A DNN is composed of one input and one output layer, with many hidden layers in between representing multiple levels of abstraction. Each hidden layer is composed of many neurons. Deep learning has been successfully applied to supervised learning for combining different modalities. For our dataset, we not only used microarray data, but also clinical data. Here, we combined two DNNs (one for the microarray data input and the other for the clinical data input) by merging their output layers and further concatenating several hidden layers before reaching the final prediction. The integrative DNN can be expected to benefit from combining the two separate data sources.

Experimental details for benchmark models

We performed 10-fold cross-validation to select hyper-parameters for the benchmark models. For KNN, we selected Euclidean distance as the distance measure and considered at most 30 nearest neighbors. We utilized RBF kernel for SVM with different levels of L2-regularization and different gamma values for the kernel. For RF, we restricted the maximum depth as one-third of the dimension of the input data dimension and varied the number of trees used. The detailed searched optimal parameters were summarized in Table S6.

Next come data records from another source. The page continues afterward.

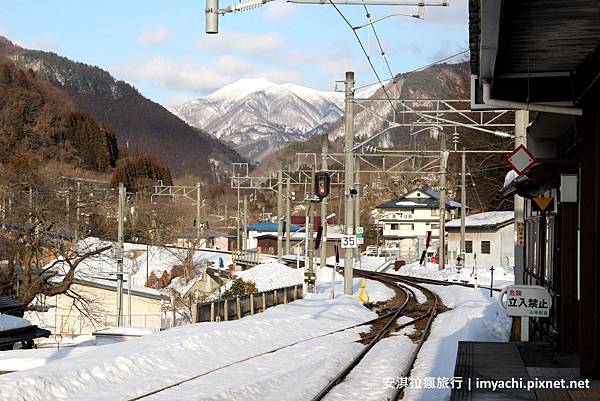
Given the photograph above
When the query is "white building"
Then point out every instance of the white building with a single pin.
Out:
(489, 238)
(405, 221)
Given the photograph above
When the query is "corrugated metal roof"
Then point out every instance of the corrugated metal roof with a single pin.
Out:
(271, 227)
(419, 203)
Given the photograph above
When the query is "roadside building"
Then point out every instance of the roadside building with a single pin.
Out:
(489, 239)
(95, 310)
(404, 222)
(208, 239)
(266, 241)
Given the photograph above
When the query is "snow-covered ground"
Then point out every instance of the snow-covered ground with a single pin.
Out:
(275, 355)
(475, 316)
(125, 369)
(274, 275)
(269, 276)
(365, 262)
(503, 276)
(141, 260)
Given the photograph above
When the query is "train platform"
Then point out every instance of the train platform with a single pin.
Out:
(515, 371)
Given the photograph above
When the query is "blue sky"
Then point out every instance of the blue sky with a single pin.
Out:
(160, 46)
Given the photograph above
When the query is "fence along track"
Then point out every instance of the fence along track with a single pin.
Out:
(191, 378)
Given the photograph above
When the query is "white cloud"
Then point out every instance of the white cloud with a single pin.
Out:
(241, 42)
(456, 13)
(153, 36)
(278, 10)
(192, 76)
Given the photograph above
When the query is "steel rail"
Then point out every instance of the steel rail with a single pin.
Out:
(356, 360)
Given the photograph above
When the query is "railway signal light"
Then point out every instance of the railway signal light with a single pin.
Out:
(319, 236)
(322, 184)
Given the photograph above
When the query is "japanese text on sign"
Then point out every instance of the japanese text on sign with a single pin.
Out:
(527, 300)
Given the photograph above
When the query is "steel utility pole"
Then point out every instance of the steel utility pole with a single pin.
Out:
(237, 222)
(120, 254)
(349, 177)
(463, 207)
(279, 216)
(245, 224)
(357, 209)
(309, 234)
(442, 231)
(288, 217)
(521, 122)
(323, 249)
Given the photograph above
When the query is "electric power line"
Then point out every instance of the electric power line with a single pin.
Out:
(422, 67)
(365, 53)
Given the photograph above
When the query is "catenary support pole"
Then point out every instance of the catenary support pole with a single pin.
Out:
(288, 215)
(323, 247)
(78, 210)
(198, 213)
(120, 254)
(357, 208)
(245, 224)
(463, 207)
(279, 216)
(349, 177)
(442, 230)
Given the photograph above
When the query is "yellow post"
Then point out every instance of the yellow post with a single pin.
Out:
(362, 294)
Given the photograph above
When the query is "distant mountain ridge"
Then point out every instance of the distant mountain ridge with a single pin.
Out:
(139, 123)
(257, 116)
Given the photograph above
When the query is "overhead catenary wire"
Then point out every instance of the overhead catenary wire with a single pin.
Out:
(420, 68)
(365, 53)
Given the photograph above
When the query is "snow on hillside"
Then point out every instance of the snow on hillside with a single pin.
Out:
(142, 260)
(257, 116)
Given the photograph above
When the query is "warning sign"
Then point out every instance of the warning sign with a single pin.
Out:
(521, 160)
(526, 300)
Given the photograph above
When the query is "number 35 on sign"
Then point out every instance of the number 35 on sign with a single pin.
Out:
(348, 241)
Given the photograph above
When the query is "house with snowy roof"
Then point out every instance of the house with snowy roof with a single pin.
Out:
(489, 239)
(404, 222)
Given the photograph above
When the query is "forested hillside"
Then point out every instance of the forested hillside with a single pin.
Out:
(139, 124)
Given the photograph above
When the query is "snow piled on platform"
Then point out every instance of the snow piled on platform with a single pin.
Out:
(270, 276)
(127, 369)
(503, 276)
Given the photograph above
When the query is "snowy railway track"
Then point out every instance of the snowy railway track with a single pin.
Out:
(408, 286)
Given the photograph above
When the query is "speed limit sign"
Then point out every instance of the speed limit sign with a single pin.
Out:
(348, 241)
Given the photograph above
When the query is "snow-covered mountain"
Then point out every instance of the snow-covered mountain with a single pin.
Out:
(258, 116)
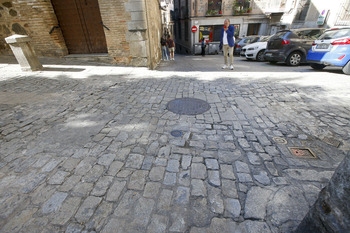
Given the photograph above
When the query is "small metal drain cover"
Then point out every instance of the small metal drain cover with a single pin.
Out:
(188, 106)
(279, 140)
(302, 152)
(176, 133)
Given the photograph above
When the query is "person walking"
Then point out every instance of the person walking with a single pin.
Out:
(203, 47)
(171, 46)
(227, 42)
(163, 43)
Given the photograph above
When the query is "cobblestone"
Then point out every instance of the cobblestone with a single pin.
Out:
(91, 150)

Bimodal DNN hyper-parameter selection

For bimodal DNN, we varied the number of neurons in the two DNNs for microarray and clinical data and observed their cross-entropy losses in the validation set (Table 1), as illustrated in Table S7. We found the best model by selecting the one with the least validation loss. We also performed a similar search for the best optimizer, and the results are shown in Table S8. We found the Nadam optimizer performed the best. Learning curves for pre-training the microarray and clinical subnetworks, as well as the merged bimodal network, were illustrated in Figures S2, S3, and S4, respectively. The final model structure of our DNN contained four layers with 40 neurons in each layer for the two DNN for microarray and clinical data, and Nadam optimizer and ReLU activation function was adopted with L2-regularization. The learning rate was set to 0.006, and we followed the default settings in Nadam for other parameters. Early stopping was also included throughout the training process to avoid overfitting. We limited the model to train no longer than 100 epochs with batch size 20 and stop training if the validation loss was not improved for over 30 epochs.

From AUC to reclassification

The receiver operating characteristic51 curve is a graphical plot that illustrates the diagnostic ability of a binary classifier system created by plotting the true positive rates against the false positive rates at various threshold settings. The area under the ROC curve has been used for evaluating how well the model performs51. Under some conditions, we can achieve a better reclassification performance by adjusting the cut-off points. In this study, the cut-off points were determined with the help of Youden index34, which is a frequently-used summary measure of the ROC curve. In previous classification tasks, we classified a patient by comparing the probabilities of patient survival outcomes with 0.5 for all classifiers. To further improve predictive performance, new cut-off points determined with Youden index were used for reclassification.

Survival analysis

In our study, overall survival time was calculated from the date of surgery to the date of death. We predicted the survival status of patients within 5-year. Therefore, patients were treated as alive patients when survival time was greater than five years. Survival curves were demonstrated based on a Kaplan-Meier estimation for five years and compared using a log-rank test52 (KM analysis). We applied the cox proportional-hazards model to analyze the relationship between the prognostic genes for survival53. The hazard ratios (HR) and confidence intervals (CI) were reported.